Despite these falls most equity indices are still ahead of their end-December 2005 levels. European indices, including the Iseq, are up by 4-5 per cent year-to-date, whilst in the US the Standard & Poor's 500 and Nasdaq remain in positive territory.

This recent bout of market weakness and heightened volatility has inevitably fuelled the debate regarding the potential longevity of the current equity bull market.

The start of the bull market can be dated to March 2003, which means that equity markets have now been rising for over three years. Over this period, there has not been any large or prolonged setback. Therefore, in the eyes of some analysts recent events could signal the beginning of a bearish phase for stock markets.

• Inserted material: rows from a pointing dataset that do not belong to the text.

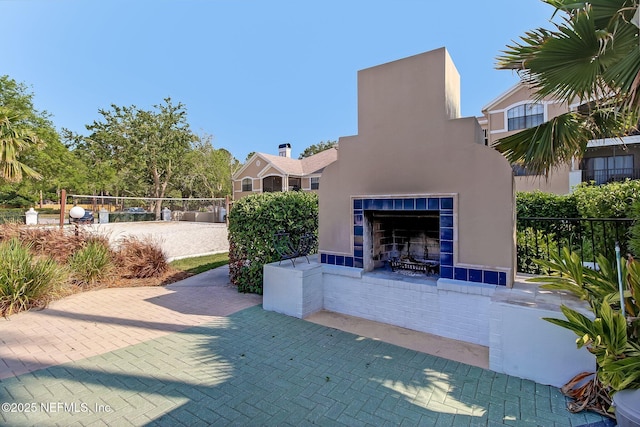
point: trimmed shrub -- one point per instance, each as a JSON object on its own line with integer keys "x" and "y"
{"x": 546, "y": 205}
{"x": 613, "y": 200}
{"x": 26, "y": 281}
{"x": 254, "y": 220}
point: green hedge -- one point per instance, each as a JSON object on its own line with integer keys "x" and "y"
{"x": 253, "y": 220}
{"x": 546, "y": 205}
{"x": 131, "y": 217}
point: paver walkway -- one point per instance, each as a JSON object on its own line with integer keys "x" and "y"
{"x": 199, "y": 353}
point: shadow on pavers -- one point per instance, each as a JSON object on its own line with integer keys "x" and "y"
{"x": 262, "y": 368}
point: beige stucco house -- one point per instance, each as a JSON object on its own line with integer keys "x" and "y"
{"x": 268, "y": 173}
{"x": 604, "y": 161}
{"x": 417, "y": 229}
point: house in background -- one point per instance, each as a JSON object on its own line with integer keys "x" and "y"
{"x": 605, "y": 160}
{"x": 268, "y": 173}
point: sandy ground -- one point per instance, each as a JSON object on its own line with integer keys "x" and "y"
{"x": 178, "y": 239}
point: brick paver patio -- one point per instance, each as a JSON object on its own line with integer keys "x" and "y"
{"x": 199, "y": 353}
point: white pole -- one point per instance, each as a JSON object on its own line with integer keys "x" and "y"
{"x": 620, "y": 279}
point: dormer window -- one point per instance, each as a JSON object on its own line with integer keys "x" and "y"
{"x": 247, "y": 184}
{"x": 525, "y": 116}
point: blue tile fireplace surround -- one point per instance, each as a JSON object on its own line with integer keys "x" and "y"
{"x": 447, "y": 209}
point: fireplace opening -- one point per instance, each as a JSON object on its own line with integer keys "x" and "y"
{"x": 403, "y": 242}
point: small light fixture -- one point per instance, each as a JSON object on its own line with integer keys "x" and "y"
{"x": 76, "y": 213}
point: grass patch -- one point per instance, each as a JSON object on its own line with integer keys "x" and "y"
{"x": 197, "y": 265}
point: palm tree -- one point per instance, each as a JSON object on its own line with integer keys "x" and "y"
{"x": 14, "y": 139}
{"x": 591, "y": 58}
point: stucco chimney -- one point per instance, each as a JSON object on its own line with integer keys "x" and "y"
{"x": 284, "y": 150}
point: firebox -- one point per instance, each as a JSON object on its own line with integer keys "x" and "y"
{"x": 407, "y": 242}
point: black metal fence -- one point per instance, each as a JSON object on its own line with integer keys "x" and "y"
{"x": 538, "y": 237}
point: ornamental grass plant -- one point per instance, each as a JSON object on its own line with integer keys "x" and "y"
{"x": 91, "y": 264}
{"x": 27, "y": 280}
{"x": 38, "y": 265}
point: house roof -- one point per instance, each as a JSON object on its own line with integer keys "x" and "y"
{"x": 307, "y": 166}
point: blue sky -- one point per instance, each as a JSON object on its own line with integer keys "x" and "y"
{"x": 253, "y": 74}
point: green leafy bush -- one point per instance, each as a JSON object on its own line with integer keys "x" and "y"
{"x": 611, "y": 336}
{"x": 25, "y": 280}
{"x": 532, "y": 244}
{"x": 613, "y": 200}
{"x": 546, "y": 205}
{"x": 254, "y": 220}
{"x": 91, "y": 263}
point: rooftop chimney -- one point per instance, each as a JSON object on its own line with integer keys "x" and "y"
{"x": 284, "y": 150}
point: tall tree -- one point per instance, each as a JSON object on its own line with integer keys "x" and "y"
{"x": 145, "y": 147}
{"x": 21, "y": 128}
{"x": 317, "y": 148}
{"x": 15, "y": 138}
{"x": 592, "y": 58}
{"x": 207, "y": 171}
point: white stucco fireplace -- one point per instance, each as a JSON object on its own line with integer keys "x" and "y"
{"x": 418, "y": 184}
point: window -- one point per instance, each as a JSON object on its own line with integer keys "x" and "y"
{"x": 315, "y": 183}
{"x": 607, "y": 169}
{"x": 295, "y": 184}
{"x": 272, "y": 184}
{"x": 525, "y": 116}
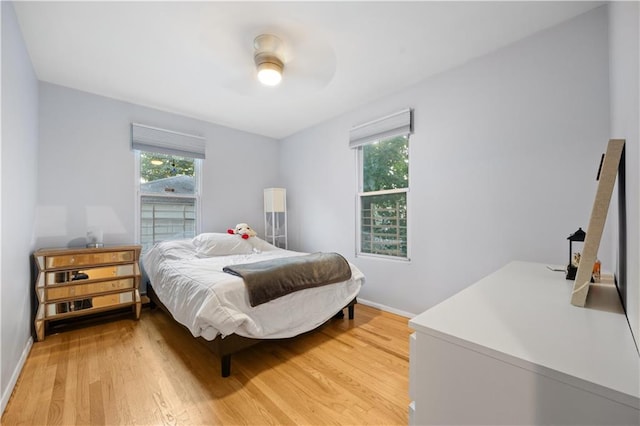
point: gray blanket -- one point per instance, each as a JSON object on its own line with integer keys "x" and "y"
{"x": 270, "y": 279}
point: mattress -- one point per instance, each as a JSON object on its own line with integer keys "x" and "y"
{"x": 188, "y": 279}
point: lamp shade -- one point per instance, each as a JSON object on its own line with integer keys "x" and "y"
{"x": 275, "y": 200}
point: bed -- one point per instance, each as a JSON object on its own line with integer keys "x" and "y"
{"x": 187, "y": 279}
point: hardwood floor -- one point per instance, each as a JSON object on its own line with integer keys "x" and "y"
{"x": 153, "y": 372}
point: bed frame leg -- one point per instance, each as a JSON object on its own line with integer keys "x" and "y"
{"x": 225, "y": 365}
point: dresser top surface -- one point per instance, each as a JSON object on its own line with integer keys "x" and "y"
{"x": 522, "y": 314}
{"x": 84, "y": 250}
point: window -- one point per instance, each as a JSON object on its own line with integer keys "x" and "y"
{"x": 168, "y": 177}
{"x": 383, "y": 185}
{"x": 168, "y": 198}
{"x": 383, "y": 197}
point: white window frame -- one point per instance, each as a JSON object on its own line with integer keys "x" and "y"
{"x": 361, "y": 193}
{"x": 196, "y": 196}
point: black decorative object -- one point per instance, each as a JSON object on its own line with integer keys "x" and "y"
{"x": 572, "y": 267}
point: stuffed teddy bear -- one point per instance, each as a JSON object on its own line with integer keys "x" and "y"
{"x": 243, "y": 230}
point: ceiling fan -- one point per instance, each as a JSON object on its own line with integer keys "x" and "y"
{"x": 290, "y": 63}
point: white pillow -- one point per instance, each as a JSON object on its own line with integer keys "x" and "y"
{"x": 260, "y": 244}
{"x": 218, "y": 244}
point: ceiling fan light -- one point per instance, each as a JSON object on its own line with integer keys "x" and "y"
{"x": 269, "y": 73}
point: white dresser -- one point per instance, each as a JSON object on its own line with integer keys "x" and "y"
{"x": 511, "y": 349}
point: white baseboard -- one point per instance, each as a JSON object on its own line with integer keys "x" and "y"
{"x": 386, "y": 308}
{"x": 6, "y": 393}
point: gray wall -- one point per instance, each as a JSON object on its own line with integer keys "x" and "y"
{"x": 86, "y": 168}
{"x": 624, "y": 45}
{"x": 502, "y": 166}
{"x": 18, "y": 193}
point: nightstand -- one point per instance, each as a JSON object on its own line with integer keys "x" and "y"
{"x": 78, "y": 282}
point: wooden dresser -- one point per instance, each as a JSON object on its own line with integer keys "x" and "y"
{"x": 78, "y": 282}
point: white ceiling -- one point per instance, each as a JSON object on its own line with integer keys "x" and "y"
{"x": 196, "y": 58}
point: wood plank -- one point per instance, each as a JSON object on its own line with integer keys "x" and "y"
{"x": 153, "y": 372}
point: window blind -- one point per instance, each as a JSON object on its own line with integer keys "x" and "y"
{"x": 153, "y": 139}
{"x": 399, "y": 123}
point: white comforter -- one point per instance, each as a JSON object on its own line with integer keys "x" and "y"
{"x": 211, "y": 302}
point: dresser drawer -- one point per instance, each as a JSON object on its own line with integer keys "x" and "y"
{"x": 69, "y": 292}
{"x": 79, "y": 275}
{"x": 84, "y": 259}
{"x": 88, "y": 304}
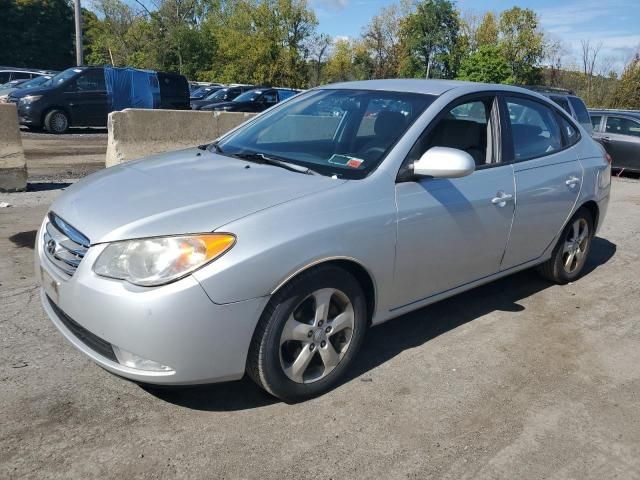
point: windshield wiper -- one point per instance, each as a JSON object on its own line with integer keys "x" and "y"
{"x": 264, "y": 159}
{"x": 210, "y": 146}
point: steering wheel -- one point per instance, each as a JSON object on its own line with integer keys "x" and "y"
{"x": 373, "y": 152}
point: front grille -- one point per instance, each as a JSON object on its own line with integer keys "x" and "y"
{"x": 63, "y": 245}
{"x": 92, "y": 341}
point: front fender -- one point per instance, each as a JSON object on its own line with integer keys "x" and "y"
{"x": 355, "y": 221}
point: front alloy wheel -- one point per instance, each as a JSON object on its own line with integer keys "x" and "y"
{"x": 308, "y": 334}
{"x": 316, "y": 336}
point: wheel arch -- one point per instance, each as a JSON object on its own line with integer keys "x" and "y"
{"x": 354, "y": 267}
{"x": 594, "y": 210}
{"x": 46, "y": 111}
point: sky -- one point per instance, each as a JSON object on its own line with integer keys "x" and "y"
{"x": 614, "y": 23}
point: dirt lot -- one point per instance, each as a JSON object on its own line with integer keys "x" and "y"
{"x": 76, "y": 154}
{"x": 517, "y": 380}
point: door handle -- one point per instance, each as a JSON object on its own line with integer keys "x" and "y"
{"x": 501, "y": 199}
{"x": 572, "y": 182}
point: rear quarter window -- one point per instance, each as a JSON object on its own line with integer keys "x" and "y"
{"x": 581, "y": 113}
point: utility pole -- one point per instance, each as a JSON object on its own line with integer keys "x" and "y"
{"x": 78, "y": 11}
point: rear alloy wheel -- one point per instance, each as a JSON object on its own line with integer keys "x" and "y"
{"x": 570, "y": 253}
{"x": 309, "y": 334}
{"x": 56, "y": 121}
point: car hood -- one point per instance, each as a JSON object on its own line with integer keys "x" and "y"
{"x": 201, "y": 102}
{"x": 189, "y": 191}
{"x": 23, "y": 92}
{"x": 221, "y": 105}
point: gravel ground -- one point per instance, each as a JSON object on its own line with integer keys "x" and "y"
{"x": 72, "y": 155}
{"x": 516, "y": 379}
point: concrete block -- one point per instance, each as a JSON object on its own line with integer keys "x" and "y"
{"x": 13, "y": 166}
{"x": 137, "y": 133}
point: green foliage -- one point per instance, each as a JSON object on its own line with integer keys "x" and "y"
{"x": 37, "y": 33}
{"x": 276, "y": 42}
{"x": 522, "y": 44}
{"x": 430, "y": 35}
{"x": 486, "y": 65}
{"x": 488, "y": 30}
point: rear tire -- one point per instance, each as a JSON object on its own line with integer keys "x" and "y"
{"x": 56, "y": 121}
{"x": 572, "y": 250}
{"x": 308, "y": 334}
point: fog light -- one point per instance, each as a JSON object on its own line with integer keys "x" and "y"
{"x": 134, "y": 361}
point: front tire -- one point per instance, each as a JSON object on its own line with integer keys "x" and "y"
{"x": 56, "y": 121}
{"x": 309, "y": 334}
{"x": 570, "y": 253}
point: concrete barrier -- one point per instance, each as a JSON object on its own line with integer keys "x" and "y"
{"x": 136, "y": 133}
{"x": 13, "y": 167}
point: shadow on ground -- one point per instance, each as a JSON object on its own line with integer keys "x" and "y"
{"x": 390, "y": 339}
{"x": 46, "y": 186}
{"x": 24, "y": 239}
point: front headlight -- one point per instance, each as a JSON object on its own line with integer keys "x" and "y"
{"x": 156, "y": 261}
{"x": 30, "y": 99}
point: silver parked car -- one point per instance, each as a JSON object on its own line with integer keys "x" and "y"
{"x": 272, "y": 250}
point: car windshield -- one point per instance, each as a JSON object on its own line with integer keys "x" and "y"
{"x": 218, "y": 94}
{"x": 249, "y": 96}
{"x": 346, "y": 133}
{"x": 35, "y": 82}
{"x": 63, "y": 76}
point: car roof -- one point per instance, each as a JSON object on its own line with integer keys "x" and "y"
{"x": 631, "y": 113}
{"x": 429, "y": 87}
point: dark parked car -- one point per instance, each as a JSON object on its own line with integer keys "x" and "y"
{"x": 78, "y": 97}
{"x": 14, "y": 85}
{"x": 174, "y": 91}
{"x": 225, "y": 94}
{"x": 8, "y": 74}
{"x": 619, "y": 133}
{"x": 255, "y": 100}
{"x": 204, "y": 90}
{"x": 569, "y": 102}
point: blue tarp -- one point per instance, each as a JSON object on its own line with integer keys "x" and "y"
{"x": 131, "y": 88}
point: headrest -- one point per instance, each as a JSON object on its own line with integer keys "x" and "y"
{"x": 389, "y": 124}
{"x": 461, "y": 134}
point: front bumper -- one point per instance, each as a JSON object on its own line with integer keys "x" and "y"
{"x": 29, "y": 114}
{"x": 176, "y": 325}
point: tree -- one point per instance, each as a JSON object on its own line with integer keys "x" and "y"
{"x": 340, "y": 64}
{"x": 589, "y": 58}
{"x": 429, "y": 35}
{"x": 382, "y": 39}
{"x": 486, "y": 65}
{"x": 488, "y": 30}
{"x": 627, "y": 92}
{"x": 318, "y": 47}
{"x": 522, "y": 44}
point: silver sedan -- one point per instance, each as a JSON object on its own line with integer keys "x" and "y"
{"x": 272, "y": 250}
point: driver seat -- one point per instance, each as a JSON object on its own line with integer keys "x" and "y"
{"x": 387, "y": 127}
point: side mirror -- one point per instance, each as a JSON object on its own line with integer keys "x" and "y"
{"x": 444, "y": 162}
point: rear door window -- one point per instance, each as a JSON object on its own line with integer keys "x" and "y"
{"x": 563, "y": 102}
{"x": 91, "y": 81}
{"x": 581, "y": 113}
{"x": 623, "y": 126}
{"x": 570, "y": 134}
{"x": 534, "y": 129}
{"x": 284, "y": 94}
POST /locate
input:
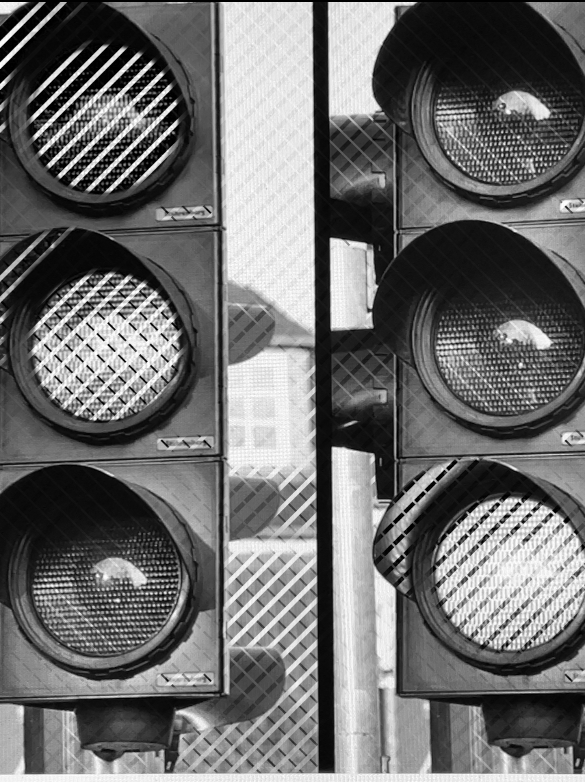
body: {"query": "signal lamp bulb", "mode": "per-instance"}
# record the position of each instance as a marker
(115, 571)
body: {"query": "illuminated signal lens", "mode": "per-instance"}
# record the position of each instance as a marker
(509, 574)
(106, 346)
(105, 118)
(509, 352)
(107, 589)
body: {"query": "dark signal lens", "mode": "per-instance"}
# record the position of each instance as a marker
(506, 353)
(505, 123)
(108, 589)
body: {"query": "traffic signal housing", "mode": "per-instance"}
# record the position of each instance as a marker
(113, 353)
(483, 306)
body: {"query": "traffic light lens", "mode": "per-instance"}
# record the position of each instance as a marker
(509, 353)
(507, 121)
(507, 129)
(104, 118)
(509, 574)
(108, 589)
(106, 346)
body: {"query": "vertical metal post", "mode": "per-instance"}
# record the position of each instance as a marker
(357, 715)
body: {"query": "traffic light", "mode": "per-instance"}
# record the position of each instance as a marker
(113, 350)
(483, 306)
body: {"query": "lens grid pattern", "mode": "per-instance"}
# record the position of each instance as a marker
(107, 589)
(509, 353)
(510, 573)
(105, 117)
(509, 130)
(106, 346)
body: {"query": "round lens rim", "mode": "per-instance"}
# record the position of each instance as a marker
(500, 662)
(112, 203)
(423, 124)
(117, 665)
(423, 339)
(150, 416)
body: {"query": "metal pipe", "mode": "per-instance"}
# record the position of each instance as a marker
(357, 720)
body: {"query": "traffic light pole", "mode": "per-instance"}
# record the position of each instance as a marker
(357, 727)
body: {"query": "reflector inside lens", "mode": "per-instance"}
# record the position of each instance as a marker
(105, 117)
(508, 352)
(505, 117)
(106, 346)
(510, 573)
(108, 589)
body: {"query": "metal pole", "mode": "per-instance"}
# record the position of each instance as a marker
(357, 729)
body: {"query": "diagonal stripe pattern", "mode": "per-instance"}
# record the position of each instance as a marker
(104, 118)
(272, 602)
(510, 573)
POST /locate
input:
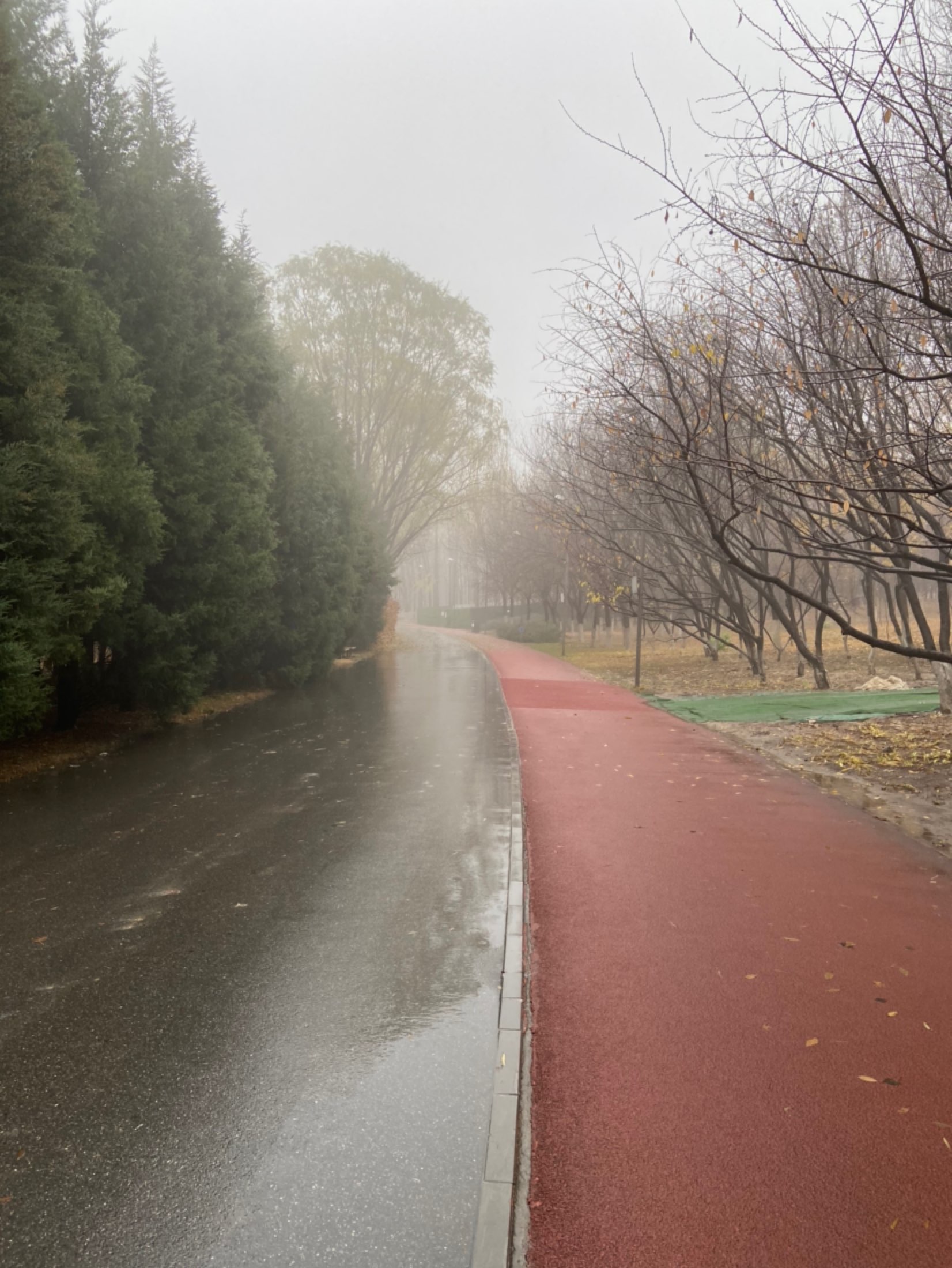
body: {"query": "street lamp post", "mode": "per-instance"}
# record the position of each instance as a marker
(564, 601)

However, in Investor's view, the probability that the current bull run has come to an end is very low.

Some further short-term weakness may well occur as those investors and/or speculators with short-term investment horizons reduce their exposures to risky assets. Once such a phase of profit-taking and risk reduction is complete, the scene will be set for a continuation of the global equity bull market.

Underlying positive sentiment towards equity markets should be sustained as long as global economic growth remains strong. Recent events in the financial markets do nothing to derail the positive outlook for the global economy.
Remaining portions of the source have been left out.